Kathy: Innovations like using artificial intelligence to detect cervical precancer will continue to evolve and improve over time, meaning more cases of cervical cancer will be averted. But in addition to improved tools to fight cervical cancer, I’m excited about the increasing attention to the global burden of the disease. This year, for example, the WHO will approve a strategy to eliminate cervical cancer as a global public health issue, as Julia mentioned. Imagine that: with enough political will and resources, we can eliminate a deadly form of cancer! In the next ten years, the world can move decisively and measurably down that path.

What can others do to support accomplishing the WHO’s Elimination agenda?

Kathy:  The effective, low-cost approaches to achieve the WHO elimination strategy targets already exist, and new solutions are on the horizon. Our challenge is to put the solutions into the hands of providers such that every woman has access to them, and for that, more financial resources are needed. Funders should invest in cervical cancer prevention programs, and renew and increase commitments to Gavi and the Global Fund, to support access to HPV vaccination and cervical cancer screening and treatment. Governments in low- and middle-income countries should continue to expand HPV vaccine and screen-and-treat programs and develop budgeted national cancer control plans that incorporate cervical cancer prevention programs. Vaccine suppliers should increase investments in manufacturing capacity to ensure sufficient supply, and work with procurers to support fair pricing. And all of us can be advocates for those players to do their part.

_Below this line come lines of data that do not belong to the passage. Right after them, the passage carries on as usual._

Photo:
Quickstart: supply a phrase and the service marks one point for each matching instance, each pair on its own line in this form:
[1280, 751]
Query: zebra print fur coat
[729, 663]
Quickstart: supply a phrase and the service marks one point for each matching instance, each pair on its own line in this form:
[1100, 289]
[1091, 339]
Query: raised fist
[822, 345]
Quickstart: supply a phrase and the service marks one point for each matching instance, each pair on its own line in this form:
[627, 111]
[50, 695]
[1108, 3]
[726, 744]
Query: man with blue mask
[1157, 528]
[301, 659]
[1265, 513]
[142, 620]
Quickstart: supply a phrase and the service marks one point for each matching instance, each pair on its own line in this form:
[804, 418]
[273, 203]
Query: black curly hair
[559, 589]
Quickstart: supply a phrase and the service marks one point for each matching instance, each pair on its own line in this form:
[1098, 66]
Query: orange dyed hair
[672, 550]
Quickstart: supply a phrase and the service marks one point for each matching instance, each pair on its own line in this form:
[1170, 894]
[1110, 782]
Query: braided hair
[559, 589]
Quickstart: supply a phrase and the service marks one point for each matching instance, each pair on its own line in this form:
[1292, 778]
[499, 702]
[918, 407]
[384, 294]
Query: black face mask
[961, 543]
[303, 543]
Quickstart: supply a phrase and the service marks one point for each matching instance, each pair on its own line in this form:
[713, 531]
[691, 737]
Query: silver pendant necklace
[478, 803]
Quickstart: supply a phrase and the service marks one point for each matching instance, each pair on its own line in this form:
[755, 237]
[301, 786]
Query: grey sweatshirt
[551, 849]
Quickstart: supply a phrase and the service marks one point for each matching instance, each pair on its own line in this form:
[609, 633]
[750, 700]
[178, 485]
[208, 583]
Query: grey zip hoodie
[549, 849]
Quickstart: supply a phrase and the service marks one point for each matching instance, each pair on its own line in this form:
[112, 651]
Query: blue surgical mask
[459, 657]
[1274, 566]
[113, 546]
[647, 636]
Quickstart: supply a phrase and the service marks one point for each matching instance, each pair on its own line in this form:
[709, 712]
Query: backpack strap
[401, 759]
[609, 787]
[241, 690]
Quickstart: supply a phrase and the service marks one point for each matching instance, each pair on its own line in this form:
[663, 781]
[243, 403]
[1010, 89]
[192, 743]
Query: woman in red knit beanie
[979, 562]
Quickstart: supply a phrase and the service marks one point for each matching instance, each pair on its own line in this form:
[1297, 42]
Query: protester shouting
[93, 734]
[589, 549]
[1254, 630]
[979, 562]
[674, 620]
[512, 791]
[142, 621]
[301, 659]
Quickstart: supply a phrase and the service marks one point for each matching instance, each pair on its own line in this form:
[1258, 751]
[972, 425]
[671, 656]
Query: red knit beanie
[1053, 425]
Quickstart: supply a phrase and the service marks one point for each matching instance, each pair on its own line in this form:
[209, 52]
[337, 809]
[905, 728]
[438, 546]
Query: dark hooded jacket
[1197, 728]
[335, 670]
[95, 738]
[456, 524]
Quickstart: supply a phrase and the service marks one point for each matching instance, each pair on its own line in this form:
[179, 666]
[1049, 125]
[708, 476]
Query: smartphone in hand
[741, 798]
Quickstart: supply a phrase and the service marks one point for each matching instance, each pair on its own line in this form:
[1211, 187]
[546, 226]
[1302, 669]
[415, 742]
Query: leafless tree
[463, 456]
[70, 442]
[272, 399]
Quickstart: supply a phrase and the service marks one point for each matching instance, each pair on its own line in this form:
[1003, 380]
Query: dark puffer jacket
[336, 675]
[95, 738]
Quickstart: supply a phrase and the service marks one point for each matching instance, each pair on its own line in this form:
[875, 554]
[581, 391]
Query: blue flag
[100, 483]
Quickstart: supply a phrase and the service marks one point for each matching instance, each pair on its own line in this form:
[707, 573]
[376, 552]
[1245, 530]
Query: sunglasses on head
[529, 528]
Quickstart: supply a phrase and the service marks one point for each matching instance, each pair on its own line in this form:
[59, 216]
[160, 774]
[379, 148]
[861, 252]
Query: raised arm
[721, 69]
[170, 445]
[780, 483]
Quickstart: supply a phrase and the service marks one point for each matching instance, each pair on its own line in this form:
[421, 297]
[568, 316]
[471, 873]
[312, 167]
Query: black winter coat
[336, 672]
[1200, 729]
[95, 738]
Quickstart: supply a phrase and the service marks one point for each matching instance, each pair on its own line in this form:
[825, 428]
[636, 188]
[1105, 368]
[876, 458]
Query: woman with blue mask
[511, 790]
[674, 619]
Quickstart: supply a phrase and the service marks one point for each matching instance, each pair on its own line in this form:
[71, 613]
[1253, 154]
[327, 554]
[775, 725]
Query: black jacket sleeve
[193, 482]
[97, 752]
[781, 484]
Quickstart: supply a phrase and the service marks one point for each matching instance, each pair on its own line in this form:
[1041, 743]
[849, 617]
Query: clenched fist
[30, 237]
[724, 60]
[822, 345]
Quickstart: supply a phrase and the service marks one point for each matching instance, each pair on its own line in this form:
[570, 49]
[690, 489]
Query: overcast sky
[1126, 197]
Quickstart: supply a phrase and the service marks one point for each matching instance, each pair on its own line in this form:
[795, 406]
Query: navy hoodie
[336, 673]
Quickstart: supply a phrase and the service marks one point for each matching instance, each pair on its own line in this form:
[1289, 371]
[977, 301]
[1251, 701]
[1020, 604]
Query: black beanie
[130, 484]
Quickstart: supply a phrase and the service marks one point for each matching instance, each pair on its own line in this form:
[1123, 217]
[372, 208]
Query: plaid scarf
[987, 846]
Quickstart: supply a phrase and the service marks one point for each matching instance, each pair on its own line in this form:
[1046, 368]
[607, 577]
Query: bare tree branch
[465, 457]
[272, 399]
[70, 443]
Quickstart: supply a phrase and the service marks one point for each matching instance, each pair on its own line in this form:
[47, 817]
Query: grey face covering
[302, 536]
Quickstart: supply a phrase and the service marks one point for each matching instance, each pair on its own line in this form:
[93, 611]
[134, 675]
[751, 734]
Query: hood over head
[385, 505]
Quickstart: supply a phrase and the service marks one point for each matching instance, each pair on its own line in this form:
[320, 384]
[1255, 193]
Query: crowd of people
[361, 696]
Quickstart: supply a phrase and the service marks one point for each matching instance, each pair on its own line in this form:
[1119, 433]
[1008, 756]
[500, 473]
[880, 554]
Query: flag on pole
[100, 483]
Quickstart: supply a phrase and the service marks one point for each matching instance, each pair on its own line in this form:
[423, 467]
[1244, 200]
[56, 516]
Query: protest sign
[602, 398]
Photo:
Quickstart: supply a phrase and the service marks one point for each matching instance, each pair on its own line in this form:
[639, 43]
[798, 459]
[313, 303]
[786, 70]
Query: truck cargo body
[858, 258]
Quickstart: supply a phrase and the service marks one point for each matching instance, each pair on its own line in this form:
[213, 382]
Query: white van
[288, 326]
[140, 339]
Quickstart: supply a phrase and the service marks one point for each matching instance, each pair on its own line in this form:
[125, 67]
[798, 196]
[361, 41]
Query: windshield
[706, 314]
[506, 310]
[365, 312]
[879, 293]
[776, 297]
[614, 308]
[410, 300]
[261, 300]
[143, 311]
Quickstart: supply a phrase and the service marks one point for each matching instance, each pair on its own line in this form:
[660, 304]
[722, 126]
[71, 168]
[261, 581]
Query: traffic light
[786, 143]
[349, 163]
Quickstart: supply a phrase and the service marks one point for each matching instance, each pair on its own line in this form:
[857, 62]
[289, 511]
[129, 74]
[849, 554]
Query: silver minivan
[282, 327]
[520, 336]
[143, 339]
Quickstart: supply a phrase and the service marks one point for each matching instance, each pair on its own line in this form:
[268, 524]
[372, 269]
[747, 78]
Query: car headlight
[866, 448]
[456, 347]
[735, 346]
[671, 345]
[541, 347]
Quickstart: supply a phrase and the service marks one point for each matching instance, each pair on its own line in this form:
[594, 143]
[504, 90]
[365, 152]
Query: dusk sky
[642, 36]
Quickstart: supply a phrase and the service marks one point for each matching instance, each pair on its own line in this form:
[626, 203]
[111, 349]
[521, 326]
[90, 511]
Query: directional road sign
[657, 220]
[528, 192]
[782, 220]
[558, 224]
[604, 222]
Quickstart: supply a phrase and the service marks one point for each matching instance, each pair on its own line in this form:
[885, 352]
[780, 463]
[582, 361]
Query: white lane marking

Julia: We’re close – but still have so much work to do if we want to see a cervical cancer-free generation. It’s going to take new investors who are willing to support the work of organizations like PSI that are working to rapidly achieve these goals.

Currently, PSI is seeking funds to support countries that have innovative solutions to accelerate achievements in cervical cancer prevention globally. Funding will go toward:

  1. Supporting communication efforts for the rollout of HPV vaccine under the National Expanded Program on Immunization.
  2. Expanding integration of cervical cancer programming within our existing sexual and reproductive health (SRH) and HIV programs.
  3. Evaluating new ‘screen and treat’ technologies for health impact and scale, and sharing these learnings.

Originally posted on TogetHER for Health’s website.